The Sunset Fairies -v0.10- -ethan Krautz- -
Ethan Krautz gave us a version number that implies a future that will never come. He gave us fairies that don't want to be caught, only witnessed. And he gave us a sunset that never resolves into night.
Is it a horror game? An art sim? A buggy beta abandoned by a depressed developer? Yes. All of the above. The Sunset Fairies -v0.10- -Ethan Krautz-
The transformation. You stop trying to “win.” You walk slowly. You sit on the swing set yourself. You close your eyes and listen to the wind. The game is no longer a game. It is a meditation device. A fairy appears not because you sought it, but because you were stationary for too long. It shows you a memory of a hospital waiting room. The clock on the wall reads the same as your actual system clock. You shiver. You are now inside The Sunset Fairies -v0.10- -Ethan Krautz-. The Legacy of an Unfinished Masterpiece In a gaming landscape obsessed with roadmaps, battle passes, and live-service updates, the static, broken beauty of The Sunset Fairies -v0.10- -Ethan Krautz- stands as a radical protest. It is a game that refuses to be finished because its subject matter—memory, loss, and the amber glow of a moment that never ends—cannot be finished. Ethan Krautz gave us a version number that
If you manage to find a working download of version 0.10, back it up. Burn it to a CD. Keep it in a drawer. And when the sun sets tonight, listen closely. You might just hear the chime of a fairy that only you can see. Is it a horror game
The first fairy. A high D-sharp chime. A shimmer behind a dead oak tree. You press ‘E’ to Resonate. You see a memory: a child dropping an ice cream cone. You feel nothing. You move on.
Version 0.11 never came.
This is where Krautz’s genius (or his madness, depending on who you ask) reveals itself. The cutscenes are not linear. They are fragmented, looping, and often contradictory. One playthrough, a fairy might show you a memory of a birthday party.
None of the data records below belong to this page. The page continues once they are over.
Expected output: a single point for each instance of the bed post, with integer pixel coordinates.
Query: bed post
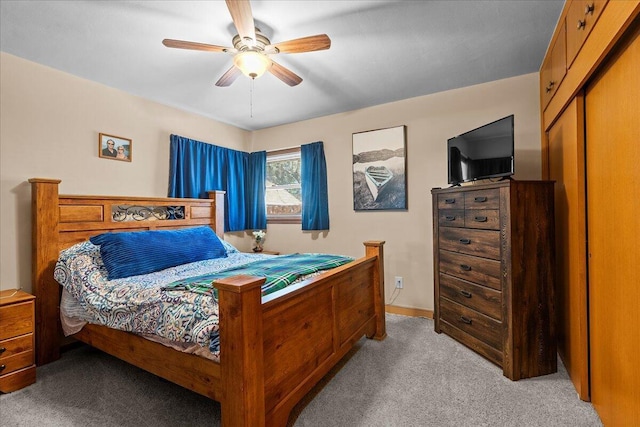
(44, 253)
(241, 351)
(218, 206)
(375, 248)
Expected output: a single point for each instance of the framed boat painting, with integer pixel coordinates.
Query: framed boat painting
(379, 169)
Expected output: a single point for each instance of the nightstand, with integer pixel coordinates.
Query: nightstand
(17, 340)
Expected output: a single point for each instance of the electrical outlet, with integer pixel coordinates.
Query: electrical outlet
(399, 282)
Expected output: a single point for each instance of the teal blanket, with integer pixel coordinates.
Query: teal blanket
(280, 272)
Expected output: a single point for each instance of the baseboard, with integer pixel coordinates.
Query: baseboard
(407, 311)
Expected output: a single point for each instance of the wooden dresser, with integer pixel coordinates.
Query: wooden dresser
(17, 356)
(494, 272)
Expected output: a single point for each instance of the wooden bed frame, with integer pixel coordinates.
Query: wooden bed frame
(273, 350)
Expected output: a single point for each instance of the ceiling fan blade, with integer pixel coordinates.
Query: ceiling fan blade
(240, 11)
(181, 44)
(284, 74)
(229, 77)
(304, 44)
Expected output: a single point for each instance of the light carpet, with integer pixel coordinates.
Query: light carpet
(414, 377)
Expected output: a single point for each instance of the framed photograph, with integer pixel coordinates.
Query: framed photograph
(379, 169)
(114, 147)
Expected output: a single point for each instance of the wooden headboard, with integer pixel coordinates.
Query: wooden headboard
(60, 221)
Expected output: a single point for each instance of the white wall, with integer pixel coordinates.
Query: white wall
(50, 123)
(430, 121)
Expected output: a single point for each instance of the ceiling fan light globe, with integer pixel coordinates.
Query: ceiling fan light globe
(252, 64)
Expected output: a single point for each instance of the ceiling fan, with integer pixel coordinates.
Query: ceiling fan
(252, 50)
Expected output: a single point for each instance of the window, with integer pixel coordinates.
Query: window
(283, 189)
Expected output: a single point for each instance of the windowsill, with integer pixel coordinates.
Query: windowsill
(284, 220)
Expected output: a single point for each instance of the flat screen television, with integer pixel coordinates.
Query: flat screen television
(482, 153)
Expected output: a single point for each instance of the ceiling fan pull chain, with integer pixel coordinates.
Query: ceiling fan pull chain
(251, 97)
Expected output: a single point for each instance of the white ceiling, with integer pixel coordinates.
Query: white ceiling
(382, 51)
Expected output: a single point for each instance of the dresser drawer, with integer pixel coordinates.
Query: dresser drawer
(483, 243)
(16, 345)
(451, 217)
(451, 201)
(485, 300)
(482, 199)
(473, 269)
(16, 319)
(472, 322)
(488, 219)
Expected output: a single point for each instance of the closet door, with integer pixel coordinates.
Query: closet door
(613, 220)
(566, 167)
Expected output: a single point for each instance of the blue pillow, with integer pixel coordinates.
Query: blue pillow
(141, 252)
(229, 247)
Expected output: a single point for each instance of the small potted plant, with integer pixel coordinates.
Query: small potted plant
(258, 237)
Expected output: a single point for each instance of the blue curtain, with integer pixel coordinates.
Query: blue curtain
(315, 198)
(196, 167)
(256, 188)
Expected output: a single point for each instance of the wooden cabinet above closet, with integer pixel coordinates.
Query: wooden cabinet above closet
(575, 25)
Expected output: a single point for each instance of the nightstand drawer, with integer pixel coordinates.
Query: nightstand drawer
(16, 345)
(15, 362)
(473, 269)
(16, 319)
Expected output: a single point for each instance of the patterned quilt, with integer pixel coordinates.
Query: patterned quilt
(171, 303)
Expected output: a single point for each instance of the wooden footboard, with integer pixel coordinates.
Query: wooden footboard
(273, 349)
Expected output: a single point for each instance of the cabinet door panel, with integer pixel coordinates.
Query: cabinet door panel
(566, 167)
(613, 203)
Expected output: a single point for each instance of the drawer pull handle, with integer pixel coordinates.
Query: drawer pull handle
(588, 10)
(465, 320)
(549, 87)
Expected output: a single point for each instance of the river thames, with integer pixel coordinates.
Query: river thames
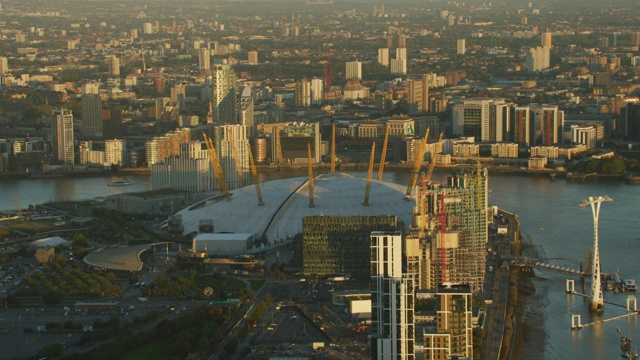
(539, 203)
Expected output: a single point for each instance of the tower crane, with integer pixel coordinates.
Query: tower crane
(236, 158)
(254, 174)
(278, 146)
(310, 166)
(217, 169)
(417, 162)
(370, 174)
(383, 157)
(333, 149)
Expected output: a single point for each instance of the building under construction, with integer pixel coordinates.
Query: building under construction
(332, 245)
(447, 241)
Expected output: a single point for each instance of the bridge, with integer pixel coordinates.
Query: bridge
(557, 265)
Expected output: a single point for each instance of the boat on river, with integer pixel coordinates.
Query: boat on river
(121, 183)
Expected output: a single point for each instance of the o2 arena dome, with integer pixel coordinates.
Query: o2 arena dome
(286, 202)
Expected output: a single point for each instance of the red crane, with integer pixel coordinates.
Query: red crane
(443, 243)
(327, 71)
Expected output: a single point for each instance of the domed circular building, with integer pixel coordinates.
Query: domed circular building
(287, 201)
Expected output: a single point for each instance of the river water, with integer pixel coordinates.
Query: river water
(539, 202)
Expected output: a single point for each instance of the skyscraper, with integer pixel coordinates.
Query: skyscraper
(224, 98)
(252, 57)
(114, 66)
(454, 331)
(91, 115)
(547, 122)
(461, 46)
(471, 118)
(401, 53)
(392, 300)
(302, 95)
(62, 141)
(231, 143)
(317, 90)
(538, 58)
(204, 59)
(635, 38)
(4, 65)
(353, 70)
(383, 56)
(546, 39)
(398, 66)
(246, 109)
(114, 152)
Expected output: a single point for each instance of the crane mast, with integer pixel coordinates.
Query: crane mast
(254, 174)
(370, 174)
(217, 169)
(310, 166)
(333, 149)
(278, 146)
(236, 158)
(417, 162)
(383, 157)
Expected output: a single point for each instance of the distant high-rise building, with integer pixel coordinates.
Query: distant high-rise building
(461, 46)
(471, 118)
(91, 114)
(231, 143)
(190, 170)
(147, 28)
(317, 91)
(252, 57)
(114, 152)
(392, 300)
(224, 99)
(635, 38)
(613, 39)
(62, 140)
(246, 109)
(399, 66)
(161, 103)
(538, 58)
(114, 66)
(402, 41)
(204, 59)
(383, 56)
(353, 70)
(521, 124)
(302, 96)
(631, 121)
(547, 39)
(178, 95)
(417, 94)
(4, 65)
(547, 122)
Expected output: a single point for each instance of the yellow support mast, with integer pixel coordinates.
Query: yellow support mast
(254, 174)
(432, 165)
(383, 157)
(417, 162)
(370, 174)
(310, 166)
(236, 158)
(278, 146)
(333, 149)
(217, 169)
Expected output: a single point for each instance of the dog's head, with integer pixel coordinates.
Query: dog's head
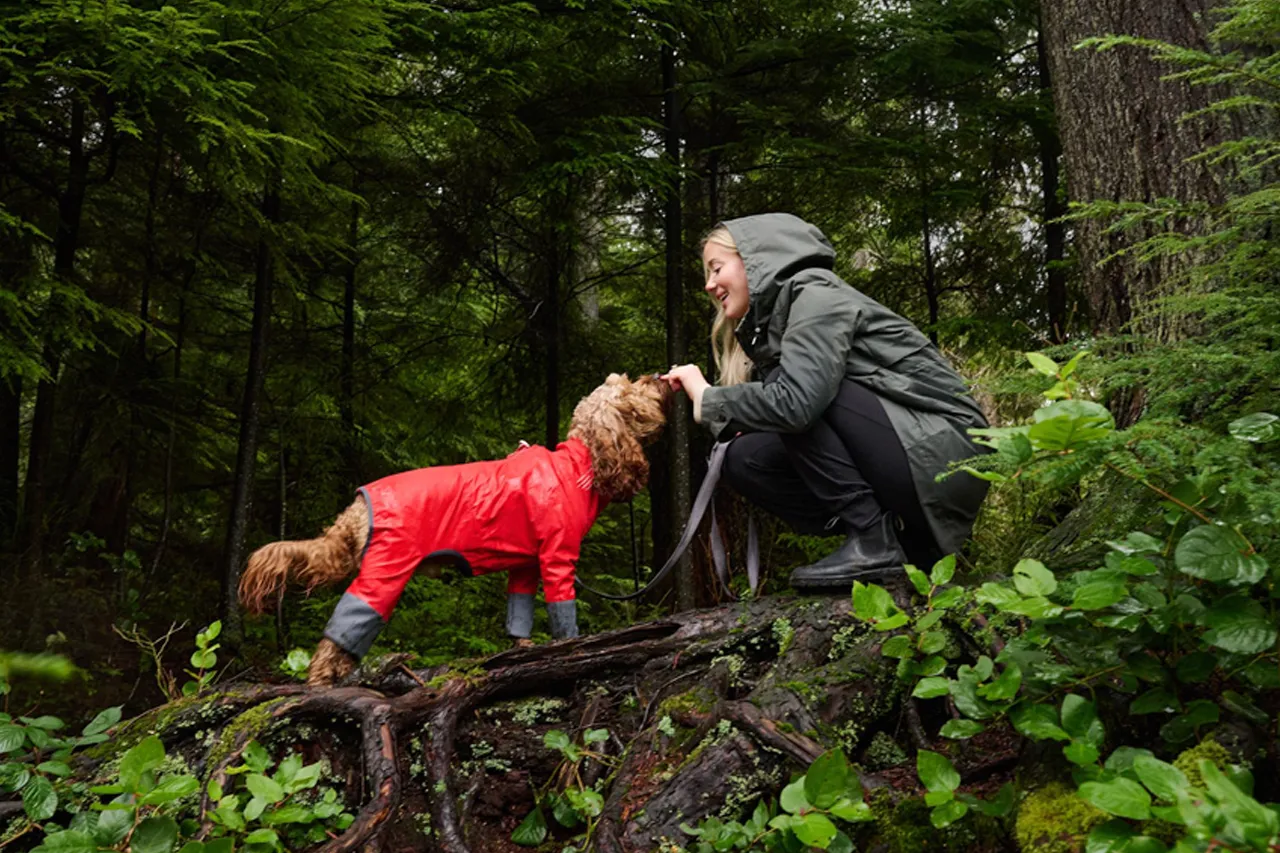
(615, 422)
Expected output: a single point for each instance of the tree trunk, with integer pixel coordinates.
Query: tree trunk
(347, 401)
(1121, 141)
(242, 491)
(705, 712)
(677, 424)
(1055, 232)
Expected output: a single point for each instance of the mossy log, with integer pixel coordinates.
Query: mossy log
(707, 712)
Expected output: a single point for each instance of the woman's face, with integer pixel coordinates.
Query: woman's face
(726, 279)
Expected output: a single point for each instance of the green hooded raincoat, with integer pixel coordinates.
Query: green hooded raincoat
(819, 331)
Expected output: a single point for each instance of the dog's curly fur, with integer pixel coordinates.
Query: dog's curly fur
(613, 422)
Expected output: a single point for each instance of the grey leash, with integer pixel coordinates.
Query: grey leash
(718, 556)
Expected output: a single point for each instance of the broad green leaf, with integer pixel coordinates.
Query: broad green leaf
(949, 813)
(944, 570)
(792, 798)
(1098, 596)
(827, 779)
(1258, 427)
(1239, 624)
(1038, 723)
(170, 789)
(264, 788)
(897, 646)
(931, 688)
(68, 842)
(816, 830)
(1032, 578)
(12, 738)
(936, 771)
(39, 799)
(918, 579)
(1161, 779)
(1214, 553)
(999, 596)
(1043, 364)
(960, 729)
(1120, 797)
(145, 756)
(154, 835)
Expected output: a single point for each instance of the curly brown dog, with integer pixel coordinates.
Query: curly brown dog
(525, 515)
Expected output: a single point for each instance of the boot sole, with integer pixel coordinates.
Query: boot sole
(865, 575)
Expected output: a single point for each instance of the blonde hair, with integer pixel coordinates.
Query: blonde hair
(732, 366)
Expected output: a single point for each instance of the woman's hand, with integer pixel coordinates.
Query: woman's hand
(690, 379)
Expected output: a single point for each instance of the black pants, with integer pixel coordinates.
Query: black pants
(839, 477)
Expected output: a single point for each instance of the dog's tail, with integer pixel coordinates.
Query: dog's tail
(311, 562)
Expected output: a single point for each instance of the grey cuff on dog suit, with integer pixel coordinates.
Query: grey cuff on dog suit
(520, 615)
(353, 625)
(563, 617)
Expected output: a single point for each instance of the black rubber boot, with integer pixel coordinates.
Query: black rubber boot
(867, 555)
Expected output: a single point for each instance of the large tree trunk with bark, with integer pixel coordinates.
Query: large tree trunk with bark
(707, 712)
(1123, 141)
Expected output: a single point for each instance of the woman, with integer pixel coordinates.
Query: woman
(844, 411)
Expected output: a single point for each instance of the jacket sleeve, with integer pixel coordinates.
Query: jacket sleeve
(558, 543)
(819, 332)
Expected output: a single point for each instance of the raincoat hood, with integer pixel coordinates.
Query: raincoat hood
(773, 249)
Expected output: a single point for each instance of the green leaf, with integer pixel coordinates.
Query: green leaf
(999, 596)
(1120, 797)
(103, 721)
(1038, 723)
(944, 570)
(68, 842)
(1214, 553)
(114, 825)
(12, 738)
(947, 813)
(1080, 752)
(960, 729)
(145, 756)
(827, 779)
(264, 788)
(1239, 624)
(897, 646)
(1161, 779)
(1043, 364)
(170, 789)
(1097, 596)
(1258, 427)
(1111, 836)
(936, 771)
(931, 688)
(918, 579)
(557, 739)
(39, 799)
(154, 835)
(816, 830)
(792, 798)
(1032, 578)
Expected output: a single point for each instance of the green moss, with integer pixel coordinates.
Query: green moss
(1208, 749)
(883, 752)
(905, 828)
(254, 723)
(1055, 820)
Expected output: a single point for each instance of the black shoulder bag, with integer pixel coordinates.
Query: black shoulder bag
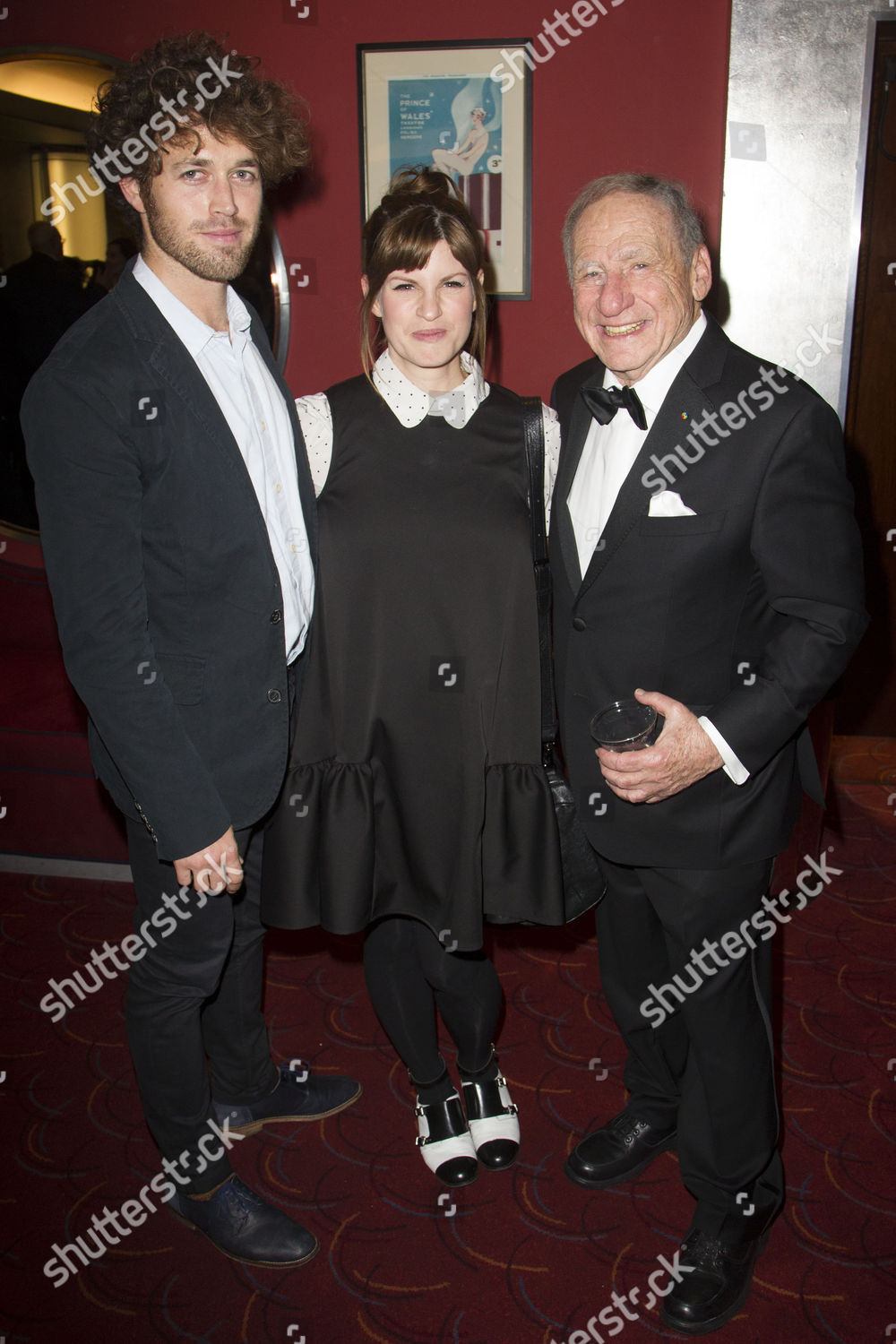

The next, the same fairy shows the same party, but all the guests are faceless, and the cake is melting into a pool of black goo. To understand the cultural weight of this specific build, you must understand the version number. The Sunset Fairies -v0.10- -Ethan Krautz- was released on a now-defunct itch.io page in late 2021. Krautz promised weekly updates. Version 0.11, he said, would introduce a new “grove zone” and a fairy that remembers your previous playthrough’s choices.